Clinical manifestations

Recently, clinical picture showed that the virus spread is abrupt and most commonly presents with high grade fever (1-2 days), rash, and arthralgias (A clinical trial of high grade fever, arthralgia and rash). The rash is mostly a maculopapular rash with irritation and seen typically over the trunk and extensor surfaces of the extremities. The arthralgias may or may not be symmetrical and usually involves severe pain in the terminal joints. Literature and case reports of the Chikungunya virus spread suggest the increased morbidity with quick neurologic impairment, ocular involvement, cardiomyopathy, fulminant hepatitis, hemorrhagic manifestations, and chronic arthritis [1,2]. The cause of quick spread mostly is natural cycle human-mosquito-human of the virus [1]. Other possibility of mosquito bite is spread of Dengue virus and developing fever.

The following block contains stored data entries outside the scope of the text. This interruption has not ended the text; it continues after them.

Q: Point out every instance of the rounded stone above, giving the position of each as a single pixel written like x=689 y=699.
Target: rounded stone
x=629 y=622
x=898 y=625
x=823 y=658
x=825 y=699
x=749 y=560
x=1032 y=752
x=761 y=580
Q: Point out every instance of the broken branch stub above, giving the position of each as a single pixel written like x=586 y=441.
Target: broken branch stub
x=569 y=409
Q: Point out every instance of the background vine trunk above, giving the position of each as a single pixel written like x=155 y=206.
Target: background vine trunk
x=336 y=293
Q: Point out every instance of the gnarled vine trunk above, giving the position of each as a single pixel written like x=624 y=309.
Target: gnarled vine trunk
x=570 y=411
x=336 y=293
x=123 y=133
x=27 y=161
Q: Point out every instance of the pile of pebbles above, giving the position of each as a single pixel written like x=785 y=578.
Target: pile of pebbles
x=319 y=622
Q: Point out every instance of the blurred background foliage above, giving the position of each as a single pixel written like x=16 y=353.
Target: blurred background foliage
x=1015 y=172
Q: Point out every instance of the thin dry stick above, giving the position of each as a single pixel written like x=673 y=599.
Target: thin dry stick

Present trend is that biosensors and bioimaging play a significant role in diagnosis. Major success is visualizing less known neurologic, rheumatologic and cardiac pathological features sooner

Bioradiologic Imaging Manifestations:

a. Neurologic: Magnetic Resonance Imaging (MRI) suggests and indicates neurological abnormalities such as altered mental status, seizures, and focal neurologic deficits. Frequently, biosensing indications from MRI findings include nonspecific white matter changes, ventriculomegaly and enhancement of ventral nerve roots shown in Figure 1 [3,4].